Liver Regeneration by Small Hepatocyte-like Progenitor Cells After Hepatotoxic and Necrotic Injury in Fischer 344 Rats

D. Hunter Best, Ph.D.

Dissertation research performed under the direction of William B. Coleman

ABSTRACT
Liver regeneration after surgical partial hepatectomy (PH) in animals exposed to the mito-inhibitory agent retrorsine is completed through the outgrowth and expansion of small hepatocyte-like progenitor cells (SHPCs). Although the SHPC-mediated regenerative response has been well characterized in the retrorsine/PH model of liver injury, the role that these cells play in other forms of liver injury has not been investigated. The experimental objectives of the current studies were: (i) to characterize SHPC responses in hepatotoxic and necrotic models of liver injury, (ii) to determine the progenitor cell of origin of SHPCs, and (iii) to identify factors involved in the activation of SHPCs after liver injury. SHPCs are not observed after PH in retrorsine-exposed rats treated with the mito-inhibitory agent 2-acetamidofluorene, but are observed after PH in retrorsine-exposed rats treated with the biliary toxin 4,4'-diaminodiphenylmethane. Together, these observations suggest strongly that oval cells do not represent progenitor cells of SHPCs, but that SHPCs represent another liver progenitor cell population that resides in the hepatic parenchyma and responds to certain forms of liver injury. In addition, these investigations found that SHPCs respond to restore liver mass and structure when retrorsine-exposed rats are treated with the pericentral necrotizing agent carbon tetrachloride. This observation shows that SHPCs are capable of regenerating liver damaged by surgical resection as well as chemically-induced necrotic injury. Finally, these studies establish that treatment of retrorsine-exposed rats with the cytokine inhibitor dexamethasone blocks SHPC proliferation after PH and that this blockade can be overcome by administration of recombinant IL6 protein.
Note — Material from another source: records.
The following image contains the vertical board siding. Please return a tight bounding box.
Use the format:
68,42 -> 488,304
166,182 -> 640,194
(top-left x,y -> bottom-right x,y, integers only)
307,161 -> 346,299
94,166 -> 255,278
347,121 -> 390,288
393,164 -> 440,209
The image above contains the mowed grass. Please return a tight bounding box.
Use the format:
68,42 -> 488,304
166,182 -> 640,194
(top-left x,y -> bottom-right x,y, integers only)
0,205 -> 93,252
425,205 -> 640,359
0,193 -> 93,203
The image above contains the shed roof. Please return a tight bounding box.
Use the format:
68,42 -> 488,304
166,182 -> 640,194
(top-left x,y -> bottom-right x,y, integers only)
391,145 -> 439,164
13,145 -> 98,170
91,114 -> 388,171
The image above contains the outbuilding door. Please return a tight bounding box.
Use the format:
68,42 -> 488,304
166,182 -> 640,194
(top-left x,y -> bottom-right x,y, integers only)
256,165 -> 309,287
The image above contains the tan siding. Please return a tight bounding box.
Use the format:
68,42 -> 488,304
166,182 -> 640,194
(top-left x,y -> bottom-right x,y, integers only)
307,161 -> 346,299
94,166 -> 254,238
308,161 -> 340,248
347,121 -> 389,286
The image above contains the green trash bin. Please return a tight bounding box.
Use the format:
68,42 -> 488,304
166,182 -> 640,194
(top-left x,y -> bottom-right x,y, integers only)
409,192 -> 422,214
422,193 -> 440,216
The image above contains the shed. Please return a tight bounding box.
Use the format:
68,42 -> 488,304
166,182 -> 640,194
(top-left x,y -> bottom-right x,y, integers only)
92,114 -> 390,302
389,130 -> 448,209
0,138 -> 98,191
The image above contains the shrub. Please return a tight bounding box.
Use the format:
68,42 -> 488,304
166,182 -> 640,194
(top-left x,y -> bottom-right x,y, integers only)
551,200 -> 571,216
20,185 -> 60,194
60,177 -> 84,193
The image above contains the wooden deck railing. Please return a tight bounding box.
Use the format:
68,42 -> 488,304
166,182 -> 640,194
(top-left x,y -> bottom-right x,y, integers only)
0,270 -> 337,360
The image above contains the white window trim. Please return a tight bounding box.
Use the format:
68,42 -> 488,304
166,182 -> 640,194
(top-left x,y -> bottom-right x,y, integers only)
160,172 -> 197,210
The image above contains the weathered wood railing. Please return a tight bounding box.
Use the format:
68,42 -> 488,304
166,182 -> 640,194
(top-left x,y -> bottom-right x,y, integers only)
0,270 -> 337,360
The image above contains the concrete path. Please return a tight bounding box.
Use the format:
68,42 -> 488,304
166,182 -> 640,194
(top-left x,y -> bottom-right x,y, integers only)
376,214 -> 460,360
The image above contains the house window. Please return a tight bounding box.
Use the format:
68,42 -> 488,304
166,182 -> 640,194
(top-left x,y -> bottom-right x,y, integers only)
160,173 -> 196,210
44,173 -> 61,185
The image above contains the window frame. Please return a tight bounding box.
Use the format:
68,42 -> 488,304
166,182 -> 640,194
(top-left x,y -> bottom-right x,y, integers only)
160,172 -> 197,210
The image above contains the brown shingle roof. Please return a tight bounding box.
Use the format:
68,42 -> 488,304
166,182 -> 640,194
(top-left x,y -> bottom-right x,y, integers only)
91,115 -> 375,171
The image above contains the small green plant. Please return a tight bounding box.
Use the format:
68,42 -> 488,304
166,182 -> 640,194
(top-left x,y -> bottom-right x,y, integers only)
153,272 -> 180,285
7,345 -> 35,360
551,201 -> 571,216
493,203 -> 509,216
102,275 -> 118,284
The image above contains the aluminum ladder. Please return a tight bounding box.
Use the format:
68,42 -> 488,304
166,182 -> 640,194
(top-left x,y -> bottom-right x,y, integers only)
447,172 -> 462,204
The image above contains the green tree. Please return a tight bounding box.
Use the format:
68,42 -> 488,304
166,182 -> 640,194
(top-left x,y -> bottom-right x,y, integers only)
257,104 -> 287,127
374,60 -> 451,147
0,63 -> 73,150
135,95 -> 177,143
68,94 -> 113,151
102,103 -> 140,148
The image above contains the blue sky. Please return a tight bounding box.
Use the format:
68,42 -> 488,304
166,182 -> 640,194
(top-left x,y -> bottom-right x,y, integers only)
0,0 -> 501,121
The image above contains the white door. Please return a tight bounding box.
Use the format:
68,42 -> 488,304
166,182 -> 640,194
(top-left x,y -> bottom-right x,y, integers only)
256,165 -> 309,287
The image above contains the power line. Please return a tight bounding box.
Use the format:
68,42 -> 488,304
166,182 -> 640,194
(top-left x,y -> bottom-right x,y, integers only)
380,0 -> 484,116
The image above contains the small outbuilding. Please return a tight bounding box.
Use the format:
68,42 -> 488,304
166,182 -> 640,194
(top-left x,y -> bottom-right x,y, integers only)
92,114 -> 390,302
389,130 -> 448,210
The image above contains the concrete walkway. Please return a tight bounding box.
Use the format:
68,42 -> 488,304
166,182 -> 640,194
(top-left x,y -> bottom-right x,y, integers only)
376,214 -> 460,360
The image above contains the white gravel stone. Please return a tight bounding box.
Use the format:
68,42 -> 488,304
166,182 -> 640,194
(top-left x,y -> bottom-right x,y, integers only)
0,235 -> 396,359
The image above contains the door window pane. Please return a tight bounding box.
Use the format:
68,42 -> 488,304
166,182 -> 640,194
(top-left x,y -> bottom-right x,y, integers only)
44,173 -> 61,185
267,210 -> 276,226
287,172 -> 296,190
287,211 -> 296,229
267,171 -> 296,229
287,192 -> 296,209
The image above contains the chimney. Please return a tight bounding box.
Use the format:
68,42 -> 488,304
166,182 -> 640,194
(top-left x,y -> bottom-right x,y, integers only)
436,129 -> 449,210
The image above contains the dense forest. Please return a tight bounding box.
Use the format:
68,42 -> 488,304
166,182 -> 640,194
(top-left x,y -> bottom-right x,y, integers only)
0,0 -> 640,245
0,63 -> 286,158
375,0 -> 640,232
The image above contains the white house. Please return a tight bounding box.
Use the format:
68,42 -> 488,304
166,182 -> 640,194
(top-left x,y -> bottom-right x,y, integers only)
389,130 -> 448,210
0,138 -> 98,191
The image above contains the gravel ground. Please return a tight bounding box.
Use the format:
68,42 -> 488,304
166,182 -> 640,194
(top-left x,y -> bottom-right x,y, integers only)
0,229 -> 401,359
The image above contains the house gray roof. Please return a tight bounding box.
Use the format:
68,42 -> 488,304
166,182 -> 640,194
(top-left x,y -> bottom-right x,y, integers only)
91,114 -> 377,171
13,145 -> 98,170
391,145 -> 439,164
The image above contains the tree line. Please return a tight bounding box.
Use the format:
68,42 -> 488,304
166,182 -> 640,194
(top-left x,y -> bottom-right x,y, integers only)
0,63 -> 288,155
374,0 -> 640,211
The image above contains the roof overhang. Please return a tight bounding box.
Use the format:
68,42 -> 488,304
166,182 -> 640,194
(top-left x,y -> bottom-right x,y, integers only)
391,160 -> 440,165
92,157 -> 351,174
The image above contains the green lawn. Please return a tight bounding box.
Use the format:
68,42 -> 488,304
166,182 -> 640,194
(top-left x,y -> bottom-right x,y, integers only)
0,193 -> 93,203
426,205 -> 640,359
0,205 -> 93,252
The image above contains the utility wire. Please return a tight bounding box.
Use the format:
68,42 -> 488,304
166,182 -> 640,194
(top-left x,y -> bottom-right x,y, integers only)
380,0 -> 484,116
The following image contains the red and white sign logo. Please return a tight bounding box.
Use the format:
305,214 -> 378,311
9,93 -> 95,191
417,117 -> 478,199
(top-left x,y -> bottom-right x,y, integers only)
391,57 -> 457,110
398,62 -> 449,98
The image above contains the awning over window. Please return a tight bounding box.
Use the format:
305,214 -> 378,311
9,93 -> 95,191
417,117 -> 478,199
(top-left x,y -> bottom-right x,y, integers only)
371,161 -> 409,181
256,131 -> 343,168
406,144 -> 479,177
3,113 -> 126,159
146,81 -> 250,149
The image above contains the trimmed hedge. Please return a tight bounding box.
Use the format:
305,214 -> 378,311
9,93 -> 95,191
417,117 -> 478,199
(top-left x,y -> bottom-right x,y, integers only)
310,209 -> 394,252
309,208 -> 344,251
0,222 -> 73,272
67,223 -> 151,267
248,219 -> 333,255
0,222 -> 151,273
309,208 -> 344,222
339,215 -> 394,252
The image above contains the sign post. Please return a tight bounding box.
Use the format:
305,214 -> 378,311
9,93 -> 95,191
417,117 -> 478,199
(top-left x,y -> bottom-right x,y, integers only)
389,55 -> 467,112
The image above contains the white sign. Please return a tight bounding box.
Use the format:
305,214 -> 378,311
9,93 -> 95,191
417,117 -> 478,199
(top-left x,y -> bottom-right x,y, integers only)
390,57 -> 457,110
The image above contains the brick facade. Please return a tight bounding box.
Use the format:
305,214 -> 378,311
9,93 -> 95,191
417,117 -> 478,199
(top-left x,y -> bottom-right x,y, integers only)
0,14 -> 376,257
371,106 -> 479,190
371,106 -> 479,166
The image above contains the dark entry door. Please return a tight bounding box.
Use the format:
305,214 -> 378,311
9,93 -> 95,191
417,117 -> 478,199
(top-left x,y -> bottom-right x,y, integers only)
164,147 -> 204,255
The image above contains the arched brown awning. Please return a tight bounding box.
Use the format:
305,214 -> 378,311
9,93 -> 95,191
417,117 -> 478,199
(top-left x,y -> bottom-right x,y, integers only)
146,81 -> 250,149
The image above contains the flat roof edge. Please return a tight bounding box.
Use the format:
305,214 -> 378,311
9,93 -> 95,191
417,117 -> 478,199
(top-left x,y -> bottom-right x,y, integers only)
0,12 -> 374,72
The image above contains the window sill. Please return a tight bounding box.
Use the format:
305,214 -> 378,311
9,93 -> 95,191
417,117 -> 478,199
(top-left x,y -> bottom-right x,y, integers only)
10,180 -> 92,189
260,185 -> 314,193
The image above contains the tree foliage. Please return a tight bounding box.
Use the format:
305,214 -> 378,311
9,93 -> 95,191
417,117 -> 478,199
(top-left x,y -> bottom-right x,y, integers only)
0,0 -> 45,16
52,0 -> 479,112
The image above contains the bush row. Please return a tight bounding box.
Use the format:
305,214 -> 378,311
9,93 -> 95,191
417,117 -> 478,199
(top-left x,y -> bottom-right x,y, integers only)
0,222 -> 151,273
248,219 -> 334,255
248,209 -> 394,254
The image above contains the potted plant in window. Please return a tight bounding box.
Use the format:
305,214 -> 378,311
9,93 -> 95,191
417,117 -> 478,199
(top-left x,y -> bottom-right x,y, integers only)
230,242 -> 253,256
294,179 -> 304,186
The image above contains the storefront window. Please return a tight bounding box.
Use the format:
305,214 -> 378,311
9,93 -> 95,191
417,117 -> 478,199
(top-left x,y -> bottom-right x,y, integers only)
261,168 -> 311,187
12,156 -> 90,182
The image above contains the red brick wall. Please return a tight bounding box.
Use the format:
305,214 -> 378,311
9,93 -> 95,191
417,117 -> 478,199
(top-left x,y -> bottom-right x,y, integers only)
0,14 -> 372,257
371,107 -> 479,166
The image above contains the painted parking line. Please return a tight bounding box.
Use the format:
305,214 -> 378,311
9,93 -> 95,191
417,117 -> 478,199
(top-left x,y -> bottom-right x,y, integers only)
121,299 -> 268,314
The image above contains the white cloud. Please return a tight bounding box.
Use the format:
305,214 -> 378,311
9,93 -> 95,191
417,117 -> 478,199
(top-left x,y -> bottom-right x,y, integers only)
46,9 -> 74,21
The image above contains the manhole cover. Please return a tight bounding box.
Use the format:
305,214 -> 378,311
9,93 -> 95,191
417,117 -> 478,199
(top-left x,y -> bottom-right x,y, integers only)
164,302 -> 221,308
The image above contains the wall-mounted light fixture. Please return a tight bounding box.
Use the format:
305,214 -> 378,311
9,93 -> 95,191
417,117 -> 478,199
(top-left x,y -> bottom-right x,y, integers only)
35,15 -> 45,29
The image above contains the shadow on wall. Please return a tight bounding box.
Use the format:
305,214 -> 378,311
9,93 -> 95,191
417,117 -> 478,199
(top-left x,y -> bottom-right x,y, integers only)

These observations suggest that SHPCs are activated for proliferation in a cytokine-dependent manner similar to other regenerative cell populations in liver (mature hepatocytes, oval cells), and that IL6 may function as the master regulatory molecule for activation of progenitor cell responses after liver injury. Together, these investigations provide evidence that a hierarchy of cellular responses exists in the mammalian liver in which the form of regenerative response occurring after liver injury reflects (i) the type of liver injury, and (ii) the progenitor cell populations that are capable of proliferating.